Герой-рассказчик возвращается домой после кино. «Стоял густой туман, и только фонари рассеивали мглу позднего вечера». В силу особых обстоятельств рассказчик попадает в таинственную комнату, в которой обнаруживает «вылепленную из розового воска фигурку… с точностью воспроизводящую его черты». Рядом с куколкой лежала длинная вязальная спица.

«Иррациональный ужас мною овладел… мою грудь пронзила острая боль». В комнате той оказывается жила колдунья. Эмигрантка первой волны. Аристократка. Чтобы нейтрализовать ее чары, рассказчик обращается к знатоку оккультного, венгерскому эмигранту, профессору Керестели…

В этом же стиле написаны еще пять рассказов Рудинского, включенные в сборник: «Преступление в Медоне» (об убийстве из корысти), «Ночь на Монмарире» (об игре в бридж и покушении на рассказчика по политическим мотивам), «Старик со сквера» (о любви и таинственном старике, изобретшем удивительную машину, усиливающую волю), «Нырок во тьму времен» (о машине времени), «Неразъясненное происшествие» (о вампире и его жертве).
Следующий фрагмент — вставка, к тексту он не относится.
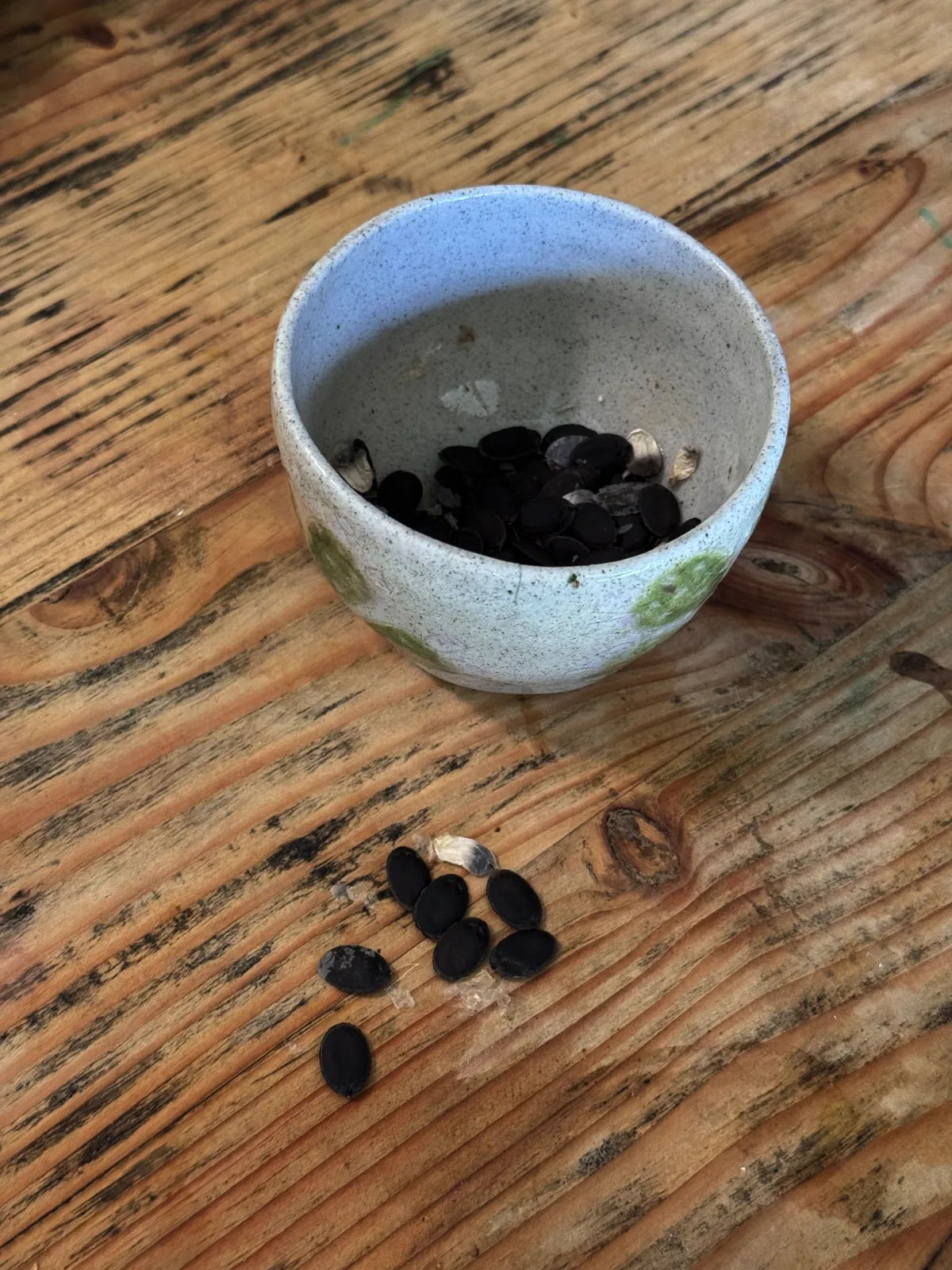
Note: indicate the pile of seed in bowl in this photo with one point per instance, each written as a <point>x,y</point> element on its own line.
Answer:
<point>461,944</point>
<point>571,497</point>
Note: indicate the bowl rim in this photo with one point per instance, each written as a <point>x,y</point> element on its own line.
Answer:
<point>765,464</point>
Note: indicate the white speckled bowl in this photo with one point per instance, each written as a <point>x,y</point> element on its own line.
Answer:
<point>463,313</point>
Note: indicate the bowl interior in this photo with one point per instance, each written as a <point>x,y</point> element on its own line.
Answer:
<point>448,319</point>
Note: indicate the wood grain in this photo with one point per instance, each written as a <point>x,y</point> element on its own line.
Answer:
<point>744,1066</point>
<point>169,171</point>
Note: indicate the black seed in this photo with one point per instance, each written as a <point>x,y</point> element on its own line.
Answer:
<point>461,949</point>
<point>543,516</point>
<point>659,510</point>
<point>513,899</point>
<point>635,537</point>
<point>514,442</point>
<point>469,540</point>
<point>486,525</point>
<point>562,484</point>
<point>565,550</point>
<point>346,1060</point>
<point>606,556</point>
<point>433,526</point>
<point>353,968</point>
<point>524,954</point>
<point>533,552</point>
<point>498,497</point>
<point>406,876</point>
<point>536,467</point>
<point>685,527</point>
<point>593,526</point>
<point>524,486</point>
<point>565,429</point>
<point>621,499</point>
<point>589,476</point>
<point>466,459</point>
<point>452,479</point>
<point>606,451</point>
<point>400,493</point>
<point>442,903</point>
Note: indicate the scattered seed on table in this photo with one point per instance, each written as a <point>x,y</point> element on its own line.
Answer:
<point>400,493</point>
<point>346,1060</point>
<point>647,459</point>
<point>514,899</point>
<point>565,429</point>
<point>442,903</point>
<point>466,852</point>
<point>353,463</point>
<point>593,526</point>
<point>355,968</point>
<point>406,876</point>
<point>543,516</point>
<point>466,459</point>
<point>524,954</point>
<point>461,949</point>
<point>508,444</point>
<point>659,510</point>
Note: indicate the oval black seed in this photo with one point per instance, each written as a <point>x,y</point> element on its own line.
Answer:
<point>461,949</point>
<point>543,516</point>
<point>562,484</point>
<point>501,498</point>
<point>593,526</point>
<point>400,493</point>
<point>606,556</point>
<point>514,899</point>
<point>635,537</point>
<point>406,876</point>
<point>346,1060</point>
<point>442,903</point>
<point>513,442</point>
<point>467,540</point>
<point>524,486</point>
<point>524,954</point>
<point>606,451</point>
<point>685,527</point>
<point>533,552</point>
<point>466,459</point>
<point>565,550</point>
<point>536,467</point>
<point>433,526</point>
<point>565,429</point>
<point>659,510</point>
<point>353,968</point>
<point>486,524</point>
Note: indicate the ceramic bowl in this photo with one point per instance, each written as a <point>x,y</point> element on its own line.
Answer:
<point>463,313</point>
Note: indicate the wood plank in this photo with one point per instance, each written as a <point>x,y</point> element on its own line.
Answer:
<point>169,171</point>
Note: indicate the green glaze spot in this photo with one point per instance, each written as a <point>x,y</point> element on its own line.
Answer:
<point>681,590</point>
<point>336,564</point>
<point>631,654</point>
<point>410,645</point>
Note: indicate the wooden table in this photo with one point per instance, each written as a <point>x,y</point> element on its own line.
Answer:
<point>747,1067</point>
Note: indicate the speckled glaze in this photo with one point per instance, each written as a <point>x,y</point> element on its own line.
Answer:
<point>461,313</point>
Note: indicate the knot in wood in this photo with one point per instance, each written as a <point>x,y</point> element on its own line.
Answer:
<point>640,846</point>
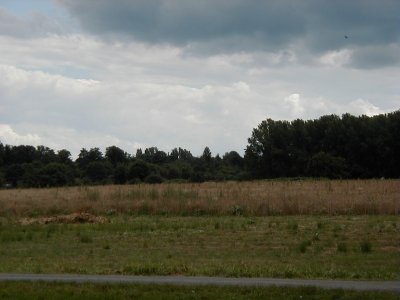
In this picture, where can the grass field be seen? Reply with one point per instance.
(258, 198)
(346, 247)
(33, 291)
(287, 229)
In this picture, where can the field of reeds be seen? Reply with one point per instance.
(257, 198)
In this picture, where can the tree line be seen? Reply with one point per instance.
(328, 147)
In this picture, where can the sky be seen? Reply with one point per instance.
(189, 73)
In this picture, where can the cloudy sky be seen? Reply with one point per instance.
(189, 73)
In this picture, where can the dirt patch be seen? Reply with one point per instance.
(75, 218)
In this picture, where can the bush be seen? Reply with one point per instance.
(153, 178)
(365, 247)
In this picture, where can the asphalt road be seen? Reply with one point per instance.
(202, 280)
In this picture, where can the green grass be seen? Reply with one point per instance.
(55, 291)
(236, 246)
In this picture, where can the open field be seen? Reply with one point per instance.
(346, 247)
(32, 291)
(258, 198)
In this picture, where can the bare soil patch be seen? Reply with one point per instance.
(74, 218)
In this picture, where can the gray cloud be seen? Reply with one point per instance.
(236, 24)
(375, 57)
(35, 25)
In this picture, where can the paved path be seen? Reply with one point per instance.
(202, 280)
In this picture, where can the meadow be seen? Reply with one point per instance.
(257, 198)
(36, 291)
(284, 229)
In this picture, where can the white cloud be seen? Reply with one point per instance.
(9, 136)
(294, 104)
(336, 58)
(73, 91)
(363, 107)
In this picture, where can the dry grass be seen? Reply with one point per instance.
(258, 198)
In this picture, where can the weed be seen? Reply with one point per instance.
(303, 246)
(85, 238)
(341, 247)
(293, 226)
(365, 246)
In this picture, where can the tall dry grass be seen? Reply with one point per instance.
(258, 198)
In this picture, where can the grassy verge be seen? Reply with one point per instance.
(25, 290)
(346, 247)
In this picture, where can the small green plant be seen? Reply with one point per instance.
(85, 238)
(341, 247)
(293, 226)
(237, 210)
(303, 246)
(365, 246)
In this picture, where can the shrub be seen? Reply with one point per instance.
(341, 247)
(365, 246)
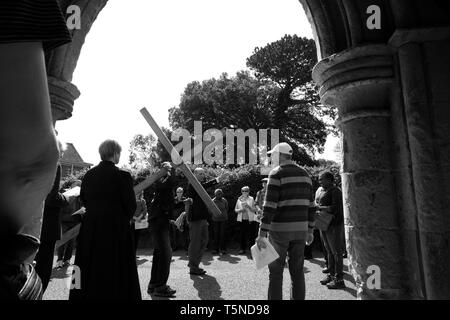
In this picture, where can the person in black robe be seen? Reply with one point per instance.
(51, 230)
(105, 251)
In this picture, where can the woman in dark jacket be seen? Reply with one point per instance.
(105, 252)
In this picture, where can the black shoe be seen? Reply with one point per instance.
(336, 284)
(198, 272)
(166, 292)
(327, 279)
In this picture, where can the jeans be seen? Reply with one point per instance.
(248, 234)
(219, 235)
(65, 251)
(44, 262)
(292, 245)
(199, 236)
(162, 252)
(334, 245)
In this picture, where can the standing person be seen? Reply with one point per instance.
(68, 221)
(29, 152)
(139, 219)
(330, 201)
(287, 220)
(105, 250)
(160, 213)
(197, 217)
(178, 237)
(259, 201)
(51, 230)
(219, 222)
(326, 269)
(245, 209)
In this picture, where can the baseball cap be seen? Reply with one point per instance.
(282, 147)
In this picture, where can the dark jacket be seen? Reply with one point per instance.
(333, 197)
(162, 203)
(51, 221)
(198, 209)
(105, 250)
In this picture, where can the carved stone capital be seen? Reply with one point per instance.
(62, 96)
(354, 79)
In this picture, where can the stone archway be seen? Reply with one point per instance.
(391, 87)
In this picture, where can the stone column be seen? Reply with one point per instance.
(62, 61)
(359, 82)
(423, 57)
(62, 96)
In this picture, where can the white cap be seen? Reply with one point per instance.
(282, 147)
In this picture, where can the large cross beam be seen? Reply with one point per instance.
(73, 232)
(183, 167)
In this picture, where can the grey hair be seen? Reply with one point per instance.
(108, 149)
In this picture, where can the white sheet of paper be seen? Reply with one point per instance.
(264, 256)
(141, 224)
(74, 192)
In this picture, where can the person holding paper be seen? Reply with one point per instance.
(140, 218)
(287, 220)
(245, 209)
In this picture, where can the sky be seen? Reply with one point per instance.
(143, 53)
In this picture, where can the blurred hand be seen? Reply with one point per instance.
(309, 238)
(260, 242)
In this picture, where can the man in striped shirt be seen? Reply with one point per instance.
(287, 220)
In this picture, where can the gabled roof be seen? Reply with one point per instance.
(71, 156)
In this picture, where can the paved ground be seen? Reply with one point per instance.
(229, 277)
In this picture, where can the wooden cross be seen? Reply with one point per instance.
(73, 232)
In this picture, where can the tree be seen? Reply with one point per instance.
(143, 152)
(279, 94)
(288, 62)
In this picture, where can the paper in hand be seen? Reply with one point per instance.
(264, 256)
(73, 192)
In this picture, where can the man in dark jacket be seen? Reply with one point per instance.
(330, 200)
(161, 209)
(197, 217)
(51, 230)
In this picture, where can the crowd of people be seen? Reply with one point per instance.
(284, 211)
(31, 203)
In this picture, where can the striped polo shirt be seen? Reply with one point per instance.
(288, 199)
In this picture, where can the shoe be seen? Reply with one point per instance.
(198, 272)
(336, 284)
(165, 292)
(329, 278)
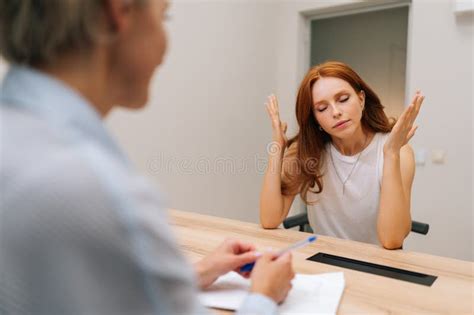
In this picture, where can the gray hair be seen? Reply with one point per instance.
(35, 32)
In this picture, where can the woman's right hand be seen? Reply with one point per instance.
(271, 276)
(278, 128)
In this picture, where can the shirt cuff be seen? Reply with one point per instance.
(258, 304)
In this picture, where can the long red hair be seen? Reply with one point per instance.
(308, 146)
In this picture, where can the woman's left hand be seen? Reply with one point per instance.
(404, 129)
(229, 256)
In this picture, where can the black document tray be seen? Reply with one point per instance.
(375, 269)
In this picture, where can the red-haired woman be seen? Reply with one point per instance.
(350, 164)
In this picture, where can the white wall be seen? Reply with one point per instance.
(207, 106)
(225, 57)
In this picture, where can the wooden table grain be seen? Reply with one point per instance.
(451, 293)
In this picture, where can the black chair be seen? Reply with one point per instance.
(301, 220)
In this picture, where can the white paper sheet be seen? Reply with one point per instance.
(314, 294)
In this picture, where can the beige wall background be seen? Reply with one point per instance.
(202, 138)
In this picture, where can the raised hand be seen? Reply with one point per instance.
(278, 128)
(404, 129)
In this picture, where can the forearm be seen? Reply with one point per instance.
(394, 219)
(271, 198)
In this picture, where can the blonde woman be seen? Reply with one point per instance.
(81, 231)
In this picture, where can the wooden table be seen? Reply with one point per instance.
(452, 292)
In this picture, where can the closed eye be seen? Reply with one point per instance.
(321, 109)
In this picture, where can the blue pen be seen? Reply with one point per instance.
(249, 266)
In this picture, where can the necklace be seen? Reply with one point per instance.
(353, 167)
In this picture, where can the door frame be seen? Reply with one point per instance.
(337, 10)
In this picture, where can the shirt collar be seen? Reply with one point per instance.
(52, 100)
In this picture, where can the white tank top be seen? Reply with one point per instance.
(352, 215)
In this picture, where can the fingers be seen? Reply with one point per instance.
(272, 109)
(411, 133)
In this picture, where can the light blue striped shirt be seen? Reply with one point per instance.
(81, 232)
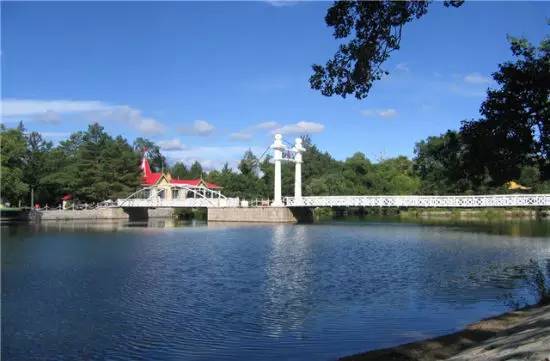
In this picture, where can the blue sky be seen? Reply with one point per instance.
(209, 80)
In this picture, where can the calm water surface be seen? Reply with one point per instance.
(235, 292)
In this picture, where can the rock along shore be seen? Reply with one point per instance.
(517, 335)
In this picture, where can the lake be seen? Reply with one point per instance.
(197, 291)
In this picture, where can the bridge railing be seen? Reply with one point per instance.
(459, 201)
(155, 202)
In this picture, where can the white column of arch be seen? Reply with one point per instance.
(278, 148)
(298, 150)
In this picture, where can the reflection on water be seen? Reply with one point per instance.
(288, 277)
(191, 290)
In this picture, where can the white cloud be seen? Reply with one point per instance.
(384, 113)
(55, 134)
(171, 144)
(51, 111)
(477, 78)
(240, 136)
(281, 3)
(25, 107)
(466, 91)
(402, 67)
(387, 113)
(302, 127)
(199, 127)
(248, 133)
(212, 157)
(267, 125)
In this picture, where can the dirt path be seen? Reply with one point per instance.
(518, 335)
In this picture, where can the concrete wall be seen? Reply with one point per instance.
(161, 212)
(100, 213)
(259, 214)
(105, 213)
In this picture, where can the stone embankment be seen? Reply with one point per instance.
(98, 213)
(260, 214)
(514, 336)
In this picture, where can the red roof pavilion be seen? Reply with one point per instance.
(150, 178)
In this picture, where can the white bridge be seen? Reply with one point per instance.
(477, 201)
(202, 197)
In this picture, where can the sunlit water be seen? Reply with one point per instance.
(264, 292)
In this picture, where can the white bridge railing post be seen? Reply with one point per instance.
(278, 148)
(298, 150)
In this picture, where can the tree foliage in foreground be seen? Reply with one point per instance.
(372, 30)
(511, 140)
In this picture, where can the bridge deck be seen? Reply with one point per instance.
(474, 201)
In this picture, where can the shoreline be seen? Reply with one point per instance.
(515, 335)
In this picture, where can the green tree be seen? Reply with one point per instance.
(147, 148)
(373, 30)
(14, 187)
(514, 130)
(35, 159)
(439, 164)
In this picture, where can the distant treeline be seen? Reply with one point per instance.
(510, 141)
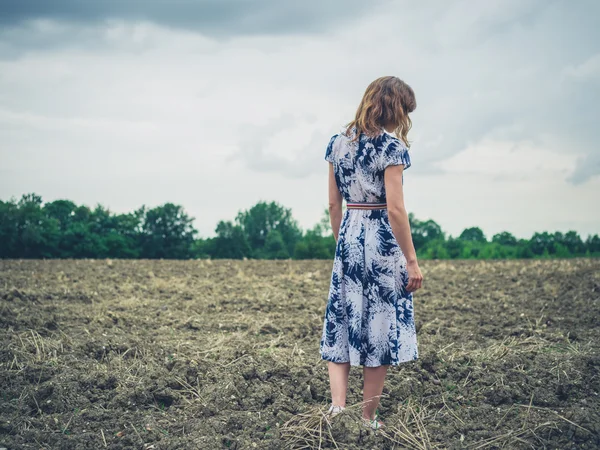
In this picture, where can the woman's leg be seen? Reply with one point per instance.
(373, 387)
(338, 379)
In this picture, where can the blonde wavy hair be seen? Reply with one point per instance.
(387, 101)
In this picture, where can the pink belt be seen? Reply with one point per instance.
(365, 205)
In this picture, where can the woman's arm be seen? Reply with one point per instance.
(335, 204)
(400, 224)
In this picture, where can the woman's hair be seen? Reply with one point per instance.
(387, 101)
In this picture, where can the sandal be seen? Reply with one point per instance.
(373, 423)
(334, 410)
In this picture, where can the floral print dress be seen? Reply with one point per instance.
(369, 314)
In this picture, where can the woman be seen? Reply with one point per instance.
(369, 315)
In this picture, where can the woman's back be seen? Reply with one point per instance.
(359, 165)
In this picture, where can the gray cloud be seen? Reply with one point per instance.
(210, 17)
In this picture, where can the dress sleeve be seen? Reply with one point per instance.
(329, 151)
(395, 154)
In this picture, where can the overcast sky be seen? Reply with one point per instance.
(216, 105)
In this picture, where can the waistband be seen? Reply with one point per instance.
(365, 205)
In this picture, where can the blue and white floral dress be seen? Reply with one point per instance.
(369, 315)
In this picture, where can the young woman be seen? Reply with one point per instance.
(369, 319)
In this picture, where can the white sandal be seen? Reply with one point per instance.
(373, 423)
(334, 410)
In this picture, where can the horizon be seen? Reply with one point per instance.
(217, 106)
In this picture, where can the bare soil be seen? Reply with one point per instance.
(225, 354)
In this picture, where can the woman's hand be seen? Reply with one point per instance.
(415, 278)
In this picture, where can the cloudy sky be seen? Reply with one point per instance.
(216, 104)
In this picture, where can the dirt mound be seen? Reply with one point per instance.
(224, 354)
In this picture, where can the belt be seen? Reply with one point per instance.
(365, 205)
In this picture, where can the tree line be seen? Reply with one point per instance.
(30, 228)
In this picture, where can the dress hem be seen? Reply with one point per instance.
(397, 363)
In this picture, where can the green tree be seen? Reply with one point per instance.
(505, 238)
(167, 232)
(230, 242)
(473, 234)
(261, 219)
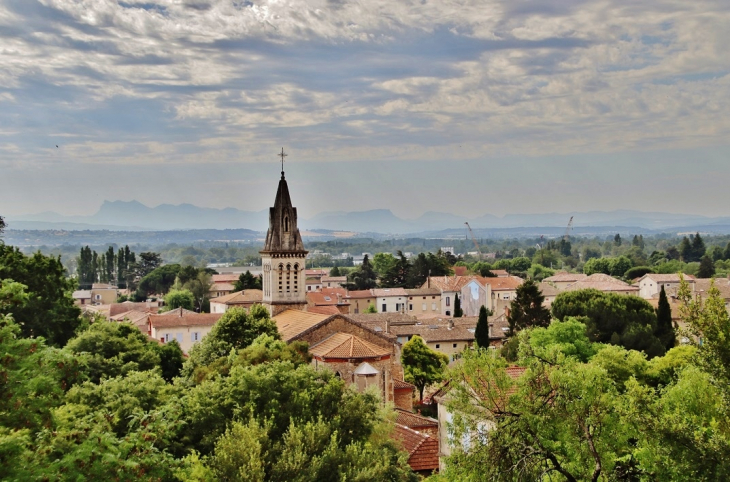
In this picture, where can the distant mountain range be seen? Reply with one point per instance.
(135, 216)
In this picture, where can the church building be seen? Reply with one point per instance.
(283, 257)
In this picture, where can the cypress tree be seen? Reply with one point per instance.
(707, 267)
(481, 334)
(665, 328)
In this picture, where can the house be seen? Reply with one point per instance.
(242, 299)
(449, 336)
(82, 297)
(145, 306)
(334, 297)
(422, 449)
(447, 442)
(187, 327)
(424, 302)
(103, 294)
(316, 273)
(313, 284)
(417, 422)
(503, 289)
(360, 300)
(449, 286)
(651, 283)
(549, 291)
(605, 283)
(333, 281)
(390, 300)
(562, 280)
(220, 288)
(361, 356)
(474, 295)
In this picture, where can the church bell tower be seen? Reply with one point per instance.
(283, 256)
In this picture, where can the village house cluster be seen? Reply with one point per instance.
(361, 347)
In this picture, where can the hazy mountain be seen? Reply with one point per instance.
(377, 220)
(133, 215)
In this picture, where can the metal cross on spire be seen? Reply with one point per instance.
(282, 155)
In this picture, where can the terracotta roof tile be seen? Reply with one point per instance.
(225, 278)
(180, 317)
(323, 310)
(565, 277)
(118, 308)
(292, 323)
(240, 297)
(402, 385)
(360, 294)
(424, 292)
(345, 345)
(505, 283)
(385, 292)
(414, 421)
(422, 449)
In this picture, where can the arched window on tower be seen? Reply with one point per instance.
(296, 277)
(288, 278)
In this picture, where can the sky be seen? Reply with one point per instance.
(468, 107)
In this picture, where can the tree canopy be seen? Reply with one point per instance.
(48, 310)
(422, 365)
(623, 320)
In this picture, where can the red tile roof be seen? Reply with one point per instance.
(422, 449)
(402, 385)
(345, 345)
(225, 278)
(414, 421)
(323, 310)
(181, 317)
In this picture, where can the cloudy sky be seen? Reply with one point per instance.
(470, 107)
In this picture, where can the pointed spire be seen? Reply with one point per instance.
(283, 234)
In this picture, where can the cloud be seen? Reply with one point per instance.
(199, 81)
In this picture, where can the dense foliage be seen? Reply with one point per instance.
(48, 309)
(582, 410)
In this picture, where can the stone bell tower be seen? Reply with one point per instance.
(283, 256)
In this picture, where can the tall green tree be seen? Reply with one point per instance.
(623, 320)
(665, 327)
(422, 365)
(707, 267)
(180, 299)
(458, 312)
(247, 281)
(49, 310)
(481, 333)
(236, 329)
(685, 250)
(698, 247)
(363, 277)
(527, 308)
(397, 275)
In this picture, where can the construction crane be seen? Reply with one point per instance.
(476, 245)
(567, 230)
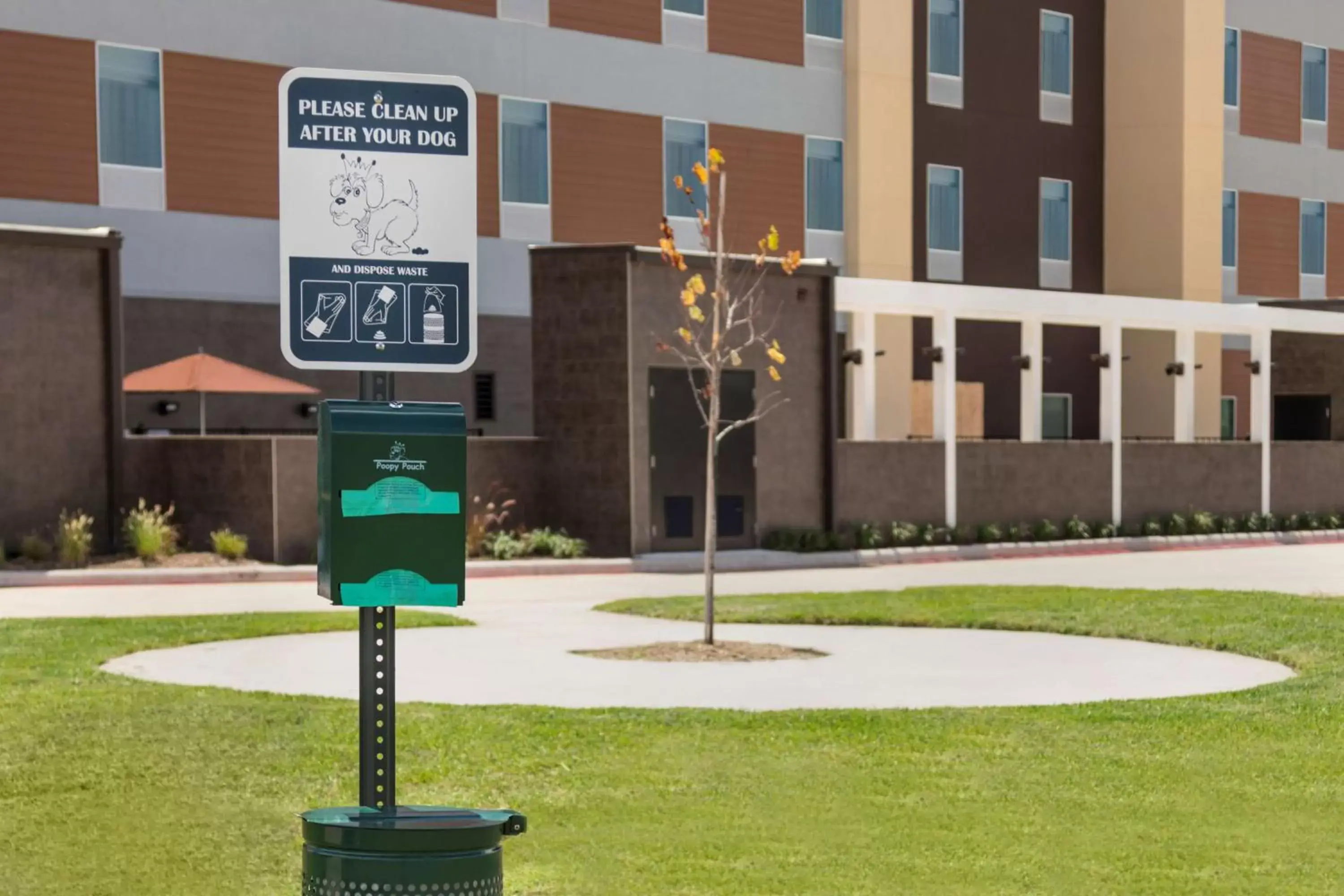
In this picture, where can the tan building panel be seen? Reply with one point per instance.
(1336, 108)
(1266, 246)
(1335, 249)
(50, 146)
(487, 164)
(767, 186)
(475, 7)
(632, 19)
(607, 177)
(221, 135)
(1272, 88)
(769, 30)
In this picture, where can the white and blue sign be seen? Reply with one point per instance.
(377, 221)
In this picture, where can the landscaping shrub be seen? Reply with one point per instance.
(1045, 531)
(867, 536)
(74, 538)
(148, 531)
(229, 544)
(37, 548)
(1203, 523)
(1076, 530)
(905, 535)
(990, 534)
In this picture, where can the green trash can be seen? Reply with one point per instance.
(410, 849)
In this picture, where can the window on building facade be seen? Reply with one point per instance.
(1055, 220)
(1057, 416)
(1314, 238)
(945, 38)
(826, 18)
(1232, 68)
(945, 209)
(129, 109)
(1314, 84)
(690, 7)
(1229, 418)
(1057, 53)
(525, 152)
(484, 397)
(826, 185)
(685, 143)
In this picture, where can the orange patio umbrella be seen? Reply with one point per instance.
(203, 374)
Свою фантасмагорию «Неизвестный пейзаж с руинами на холме» пишущий по-русски и по-французски парижанин Евгений Терновский начинает с констатации: «Этот день злорадно вылил на меня рог изобилия мелких и крупных неприятностей». «Неизвестный похититель» обокрал машину рассказчика, испортил его итальянскую машину (ее марка — первая загадка для читателя, и далеко не последняя в этом тексте). Пришлось ему пойти искать помощь пешком. Рассказчик, как и положено, натыкается на «давным-давно заброшенную усадьбу», за которой «виднелись смутные очертания руин замка или того, что называют бастидой». Употребленные автором слова — «департаментская дорога 26» и «бастида» дают читателю понять, что действие рассказа происходит на юге Франции.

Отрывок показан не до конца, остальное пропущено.